The principal role of Rule 7(B) review "should be to attempt to leaven the outliers, and identify some guiding principles for trial courts and those charged with improvement of the sentencing statutes, but not to achieve a perceived 'correct' result in each case." Cardwell v. State, 895 N.E.2d 1219, 1225 (Ind. 2008). We "should focus on the forest— the aggregate sentence—rather than the trees—consecutive or concurrent, number of counts, or length of the sentence on any individual count." Id. Whether a sentence is inappropriate ultimately turns on the culpability of the defendant, the severity of the crime, the damage done to others, and myriad other factors that come to light in a given case. Id. at 1224. When reviewing the appropriateness of a sentence under Rule 7(B), we may consider all aspects of the penal consequences imposed by the trial court in sentencing the defendant, including whether a portion of the sentence was suspended. Davidson v. State, 926 N.E.2d 1023, 1025 (Ind. 2010).
Regarding the nature of the offense, although there were no serious injuries, Lesh was speeding at seventy-five miles-per-hour in a fifty-five mile-per-hour zone and fled from police and ran two red lights and a stop sign. During the high-speed chase anyone on the road was exposed to harm. Lesh's car collided with a farm truck. In addition, Officer Pearson had to be transported to the hospital, and a van collided with a police car and then struck another vehicle. Lesh also was driving with a suspended license and with a well above the minimum legal alcohol limit of 0.08; his reading of 0.22 was nearly three times above the limit.

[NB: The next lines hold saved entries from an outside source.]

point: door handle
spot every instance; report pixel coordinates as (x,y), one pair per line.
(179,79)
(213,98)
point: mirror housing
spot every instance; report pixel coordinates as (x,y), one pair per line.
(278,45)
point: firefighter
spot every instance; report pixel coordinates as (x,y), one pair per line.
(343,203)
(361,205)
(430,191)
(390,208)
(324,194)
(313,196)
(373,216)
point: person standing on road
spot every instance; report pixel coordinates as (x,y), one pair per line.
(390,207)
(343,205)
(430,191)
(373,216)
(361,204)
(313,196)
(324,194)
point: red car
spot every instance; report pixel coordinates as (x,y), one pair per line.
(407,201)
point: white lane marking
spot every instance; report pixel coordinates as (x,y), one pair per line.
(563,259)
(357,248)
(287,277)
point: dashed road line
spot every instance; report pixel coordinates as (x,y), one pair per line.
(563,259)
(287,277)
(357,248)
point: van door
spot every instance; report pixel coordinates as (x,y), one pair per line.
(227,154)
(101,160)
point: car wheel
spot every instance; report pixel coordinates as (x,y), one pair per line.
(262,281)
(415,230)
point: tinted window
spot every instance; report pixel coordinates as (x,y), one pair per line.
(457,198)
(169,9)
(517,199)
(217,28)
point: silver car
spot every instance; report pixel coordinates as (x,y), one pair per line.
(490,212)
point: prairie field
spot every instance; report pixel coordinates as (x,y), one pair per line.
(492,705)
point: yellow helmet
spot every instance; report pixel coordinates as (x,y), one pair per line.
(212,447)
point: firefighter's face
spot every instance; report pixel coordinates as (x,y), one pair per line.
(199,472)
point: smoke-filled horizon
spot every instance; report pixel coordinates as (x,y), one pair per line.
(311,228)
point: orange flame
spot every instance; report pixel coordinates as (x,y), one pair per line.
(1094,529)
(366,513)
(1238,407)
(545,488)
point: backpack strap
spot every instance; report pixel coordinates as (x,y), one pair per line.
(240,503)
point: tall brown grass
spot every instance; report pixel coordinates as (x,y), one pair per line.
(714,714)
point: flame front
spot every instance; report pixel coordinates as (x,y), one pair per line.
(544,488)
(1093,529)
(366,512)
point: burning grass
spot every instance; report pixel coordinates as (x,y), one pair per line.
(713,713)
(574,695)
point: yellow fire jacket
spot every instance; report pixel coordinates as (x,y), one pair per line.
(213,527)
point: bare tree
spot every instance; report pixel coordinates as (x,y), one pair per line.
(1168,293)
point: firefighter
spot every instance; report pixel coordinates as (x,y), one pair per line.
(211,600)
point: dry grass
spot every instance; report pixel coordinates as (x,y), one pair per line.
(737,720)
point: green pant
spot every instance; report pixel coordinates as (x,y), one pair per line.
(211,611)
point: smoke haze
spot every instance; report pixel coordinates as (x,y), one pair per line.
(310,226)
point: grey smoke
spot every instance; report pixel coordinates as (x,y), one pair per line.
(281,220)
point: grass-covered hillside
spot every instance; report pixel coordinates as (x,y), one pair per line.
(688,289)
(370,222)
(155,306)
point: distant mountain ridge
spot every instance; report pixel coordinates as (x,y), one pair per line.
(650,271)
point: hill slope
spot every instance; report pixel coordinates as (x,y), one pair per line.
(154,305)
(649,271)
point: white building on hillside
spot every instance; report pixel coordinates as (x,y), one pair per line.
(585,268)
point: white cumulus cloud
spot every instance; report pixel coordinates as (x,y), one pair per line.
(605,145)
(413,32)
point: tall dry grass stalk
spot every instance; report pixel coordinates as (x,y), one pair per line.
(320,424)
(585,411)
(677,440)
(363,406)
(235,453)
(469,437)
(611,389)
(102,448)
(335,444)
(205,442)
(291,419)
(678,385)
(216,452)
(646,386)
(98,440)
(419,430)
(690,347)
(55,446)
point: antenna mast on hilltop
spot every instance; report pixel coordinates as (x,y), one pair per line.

As for his character, Lesh argues his sentence should be reduced because he has accepted responsibility for his actions, his criminal record is minor, and despite his alcohol abuse he has lived a productive life. Specifically, Lesh asserts that he had been employed, he has twice served in the United States Navy with honorable discharges each time, and his guilty plea did not guarantee him any benefits. Lesh also argues that it was his intoxication that caused the chase and that his primary motive was not contempt of the law. Contrary to Lesh's argument, alcoholism is not a mitigating circumstance because he had been given ample opportunity to correct the alcohol problem, but has failed to do so. See Welch v. State, 564 N.E.2d 525, 532 (Ind. Ct. App. 1990).
Further, we do not believe Lesh's criminal history to be minor. At the time of this crime, Lesh had pending charges for resisting law enforcement and operating a vehicle with 0.15 or more blood alcohol content, which are similar to the current crime. He was out on bond for those charges. Lesh was previously convicted of resisting law enforcement in 2001 along with possession of marijuana. Although Lesh mentioned before the trial court that he had been employed for several years, he did not present any evidence to support his claim that it was a mitigating circumstance. See Bennett v. State, 787 N.E.2d 938, 948 (Ind. Ct. App. 2003), trans. denied. In sum, the nature of the offenses here were egregious. Although Lesh has some positive character traits, his sentence is not inappropriate. Additionally, the trial court suspended one year of Lesh's sentence, thus reducing its punitive effects. We affirm Lesh's sentence.
Conclusion
Lesh's Class D felony resisting law enforcement conviction is proper, and his sentence is not inappropriate. We affirm.
Affirmed. ROBB, C.J., and BRADFORD, J., concur.